Now here's a book I am so looking forward to read:
Corruption, Violence, and the Poverty of Nations
by Raymond Fisman and Edward Miguel
From the intro on the book's website I'm sure I'll just love it:
"Meet the economic gangster. He’s the United Nations diplomat who double-parks his Mercedes on New York streets at rush hour because the cops can’t touch him—he has diplomatic immunity. He’s the Chinese smuggler who dodges tariffs by magically transforming frozen chickens into frozen turkeys. The dictator, the warlord, the crooked bureaucrat who bilks the developing world of billions in aid. The calculating crook who views stealing and murder as just another part of his business strategy. And, in the wrong set of circumstances, he just might be you."
Here's what Levitt, coauthor of Freakonomics, thinks of it:
“Economic Gangsters is a fascinating exploration into the dark side of economic development. Two of the world's most creative young economists use their remarkable talents for economic sleuthing to study violence, corruption, and poverty in the most unexpected ways. Subjected to their genius, seemingly inconsequential events (like New York City parking tickets and Suharto catching a cold) become potent tools in understanding how the world really works. Rarely has a book on economics been this fun and this important. ”
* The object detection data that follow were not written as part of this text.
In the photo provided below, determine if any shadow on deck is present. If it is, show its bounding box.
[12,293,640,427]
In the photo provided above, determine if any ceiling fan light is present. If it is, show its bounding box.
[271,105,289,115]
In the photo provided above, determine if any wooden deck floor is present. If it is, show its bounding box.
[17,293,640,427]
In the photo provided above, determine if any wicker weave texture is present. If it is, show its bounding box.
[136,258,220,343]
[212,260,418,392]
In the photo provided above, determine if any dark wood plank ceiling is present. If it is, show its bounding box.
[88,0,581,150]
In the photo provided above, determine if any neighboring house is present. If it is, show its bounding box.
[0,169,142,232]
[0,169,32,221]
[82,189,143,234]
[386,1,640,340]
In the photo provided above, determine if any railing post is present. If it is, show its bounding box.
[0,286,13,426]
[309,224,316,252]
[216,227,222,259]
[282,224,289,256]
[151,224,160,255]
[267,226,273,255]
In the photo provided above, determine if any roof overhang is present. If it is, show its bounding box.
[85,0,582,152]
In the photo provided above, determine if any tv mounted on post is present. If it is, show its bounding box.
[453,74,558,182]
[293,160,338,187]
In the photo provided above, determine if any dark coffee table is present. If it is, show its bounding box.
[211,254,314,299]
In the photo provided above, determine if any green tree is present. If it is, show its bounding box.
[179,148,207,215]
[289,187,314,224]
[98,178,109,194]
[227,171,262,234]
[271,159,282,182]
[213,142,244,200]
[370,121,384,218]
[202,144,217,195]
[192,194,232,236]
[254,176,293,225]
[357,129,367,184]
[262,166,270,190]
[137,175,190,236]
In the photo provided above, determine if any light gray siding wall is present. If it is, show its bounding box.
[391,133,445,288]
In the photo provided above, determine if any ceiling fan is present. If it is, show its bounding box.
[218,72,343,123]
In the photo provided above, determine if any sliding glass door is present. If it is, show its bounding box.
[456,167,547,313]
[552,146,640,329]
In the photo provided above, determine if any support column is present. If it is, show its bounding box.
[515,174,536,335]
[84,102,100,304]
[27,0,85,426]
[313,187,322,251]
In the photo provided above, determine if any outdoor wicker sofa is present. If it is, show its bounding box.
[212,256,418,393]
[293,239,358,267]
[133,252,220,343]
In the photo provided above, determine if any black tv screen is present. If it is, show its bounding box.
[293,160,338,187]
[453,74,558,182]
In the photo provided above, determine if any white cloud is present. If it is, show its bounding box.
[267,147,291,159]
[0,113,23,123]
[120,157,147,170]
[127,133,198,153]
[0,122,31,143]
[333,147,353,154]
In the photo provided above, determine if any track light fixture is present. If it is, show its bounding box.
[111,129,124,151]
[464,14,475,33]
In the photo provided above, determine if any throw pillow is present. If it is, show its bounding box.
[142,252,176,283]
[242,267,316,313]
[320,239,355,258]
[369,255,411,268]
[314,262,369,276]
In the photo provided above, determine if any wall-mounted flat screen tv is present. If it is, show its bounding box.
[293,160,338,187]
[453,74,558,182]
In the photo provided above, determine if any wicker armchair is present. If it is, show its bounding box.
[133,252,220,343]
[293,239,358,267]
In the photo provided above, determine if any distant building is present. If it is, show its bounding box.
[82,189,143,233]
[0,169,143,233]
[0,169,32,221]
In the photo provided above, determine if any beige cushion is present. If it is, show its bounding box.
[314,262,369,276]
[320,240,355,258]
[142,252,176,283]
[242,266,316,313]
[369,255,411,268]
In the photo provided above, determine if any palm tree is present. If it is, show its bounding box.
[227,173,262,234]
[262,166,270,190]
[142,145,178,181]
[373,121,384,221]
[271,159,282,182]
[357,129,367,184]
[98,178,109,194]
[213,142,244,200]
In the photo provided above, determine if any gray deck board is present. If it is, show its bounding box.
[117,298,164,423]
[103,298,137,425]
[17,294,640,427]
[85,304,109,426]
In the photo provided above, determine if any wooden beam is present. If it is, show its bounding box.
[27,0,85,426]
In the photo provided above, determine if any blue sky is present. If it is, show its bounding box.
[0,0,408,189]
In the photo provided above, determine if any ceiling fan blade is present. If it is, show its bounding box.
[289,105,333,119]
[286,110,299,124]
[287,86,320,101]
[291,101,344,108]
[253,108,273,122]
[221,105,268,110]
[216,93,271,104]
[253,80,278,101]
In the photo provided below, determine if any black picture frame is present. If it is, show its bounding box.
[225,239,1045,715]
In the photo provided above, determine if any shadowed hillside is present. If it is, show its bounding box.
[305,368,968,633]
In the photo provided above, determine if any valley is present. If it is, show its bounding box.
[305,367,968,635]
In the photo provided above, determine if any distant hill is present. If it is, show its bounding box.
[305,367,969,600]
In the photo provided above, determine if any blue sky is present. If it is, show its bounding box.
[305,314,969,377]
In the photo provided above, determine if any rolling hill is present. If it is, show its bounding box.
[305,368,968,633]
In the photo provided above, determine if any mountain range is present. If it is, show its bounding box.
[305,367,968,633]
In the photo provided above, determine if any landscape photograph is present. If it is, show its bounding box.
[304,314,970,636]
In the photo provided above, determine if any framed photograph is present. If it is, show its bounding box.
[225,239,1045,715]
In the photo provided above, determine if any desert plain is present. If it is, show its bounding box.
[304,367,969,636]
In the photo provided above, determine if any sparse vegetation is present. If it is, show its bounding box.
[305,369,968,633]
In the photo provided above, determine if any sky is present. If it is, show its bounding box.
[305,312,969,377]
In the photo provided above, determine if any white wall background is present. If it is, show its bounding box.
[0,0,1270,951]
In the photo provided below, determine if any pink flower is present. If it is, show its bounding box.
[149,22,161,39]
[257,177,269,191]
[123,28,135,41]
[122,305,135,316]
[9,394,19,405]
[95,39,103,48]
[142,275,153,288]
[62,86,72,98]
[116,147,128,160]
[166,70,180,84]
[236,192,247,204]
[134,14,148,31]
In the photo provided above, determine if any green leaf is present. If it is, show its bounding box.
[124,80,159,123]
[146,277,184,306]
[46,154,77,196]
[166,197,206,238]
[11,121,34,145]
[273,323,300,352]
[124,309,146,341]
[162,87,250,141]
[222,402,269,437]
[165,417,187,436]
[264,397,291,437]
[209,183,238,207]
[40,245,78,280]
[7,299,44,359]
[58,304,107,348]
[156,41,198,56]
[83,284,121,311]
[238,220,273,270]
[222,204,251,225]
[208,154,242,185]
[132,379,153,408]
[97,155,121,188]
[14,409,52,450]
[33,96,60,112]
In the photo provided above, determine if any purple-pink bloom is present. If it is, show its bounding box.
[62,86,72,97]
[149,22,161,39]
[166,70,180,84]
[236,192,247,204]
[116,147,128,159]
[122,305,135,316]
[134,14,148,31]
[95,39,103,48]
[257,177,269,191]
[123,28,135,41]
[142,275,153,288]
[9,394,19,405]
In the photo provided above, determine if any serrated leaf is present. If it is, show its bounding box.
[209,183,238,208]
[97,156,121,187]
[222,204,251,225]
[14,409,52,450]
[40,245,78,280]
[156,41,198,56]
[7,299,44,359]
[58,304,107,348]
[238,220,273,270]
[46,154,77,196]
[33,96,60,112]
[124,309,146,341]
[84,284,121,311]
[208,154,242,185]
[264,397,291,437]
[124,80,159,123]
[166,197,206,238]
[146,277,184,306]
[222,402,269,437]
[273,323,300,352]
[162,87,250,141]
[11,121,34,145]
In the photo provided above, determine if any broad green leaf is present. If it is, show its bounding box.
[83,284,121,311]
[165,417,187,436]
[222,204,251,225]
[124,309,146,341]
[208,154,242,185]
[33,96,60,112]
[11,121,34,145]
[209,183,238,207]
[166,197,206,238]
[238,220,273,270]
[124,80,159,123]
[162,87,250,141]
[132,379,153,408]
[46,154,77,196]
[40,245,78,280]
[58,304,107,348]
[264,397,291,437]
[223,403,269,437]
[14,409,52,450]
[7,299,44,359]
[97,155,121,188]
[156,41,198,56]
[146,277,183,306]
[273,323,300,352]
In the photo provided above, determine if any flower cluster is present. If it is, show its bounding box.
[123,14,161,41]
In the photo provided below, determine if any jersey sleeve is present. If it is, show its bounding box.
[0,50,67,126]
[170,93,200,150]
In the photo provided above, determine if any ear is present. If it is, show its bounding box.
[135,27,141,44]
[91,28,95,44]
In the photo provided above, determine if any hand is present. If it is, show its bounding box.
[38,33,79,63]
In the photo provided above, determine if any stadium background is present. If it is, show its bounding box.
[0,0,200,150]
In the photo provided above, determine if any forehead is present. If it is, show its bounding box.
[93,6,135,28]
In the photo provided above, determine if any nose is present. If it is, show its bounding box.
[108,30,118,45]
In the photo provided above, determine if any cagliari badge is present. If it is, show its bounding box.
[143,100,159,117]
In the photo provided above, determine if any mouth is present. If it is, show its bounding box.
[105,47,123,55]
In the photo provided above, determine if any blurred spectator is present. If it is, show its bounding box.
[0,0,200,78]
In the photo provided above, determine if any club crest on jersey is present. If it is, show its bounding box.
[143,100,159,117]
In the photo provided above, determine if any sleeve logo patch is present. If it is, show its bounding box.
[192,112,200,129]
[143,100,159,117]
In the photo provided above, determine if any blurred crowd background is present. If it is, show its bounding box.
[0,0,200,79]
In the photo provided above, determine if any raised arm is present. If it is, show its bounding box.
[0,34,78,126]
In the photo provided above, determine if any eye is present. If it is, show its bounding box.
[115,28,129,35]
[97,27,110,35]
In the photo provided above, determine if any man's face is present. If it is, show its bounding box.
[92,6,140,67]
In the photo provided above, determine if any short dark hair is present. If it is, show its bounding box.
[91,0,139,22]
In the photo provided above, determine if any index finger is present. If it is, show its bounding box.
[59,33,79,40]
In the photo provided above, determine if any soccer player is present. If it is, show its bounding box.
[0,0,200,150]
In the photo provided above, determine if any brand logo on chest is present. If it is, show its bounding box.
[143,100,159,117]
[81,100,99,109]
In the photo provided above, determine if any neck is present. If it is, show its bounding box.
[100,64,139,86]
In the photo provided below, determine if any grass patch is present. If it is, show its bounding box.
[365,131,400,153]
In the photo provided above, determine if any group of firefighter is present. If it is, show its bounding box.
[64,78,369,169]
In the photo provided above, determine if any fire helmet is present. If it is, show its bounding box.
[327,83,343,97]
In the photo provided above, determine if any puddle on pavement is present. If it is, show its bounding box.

I'm adding it to my list after "The logic of life" by Tim Harford. By the way, here's another super interesting paper by Miguel on National Cultures and Soccer Violence (here's an Economics Focus style summary). And one by Fisman, Gender Differences in Mate Selection: Evidence from a Speed Dating Experiment.
Am I the only one here interested in that kind of stuff? I mean, behavioral economics and development?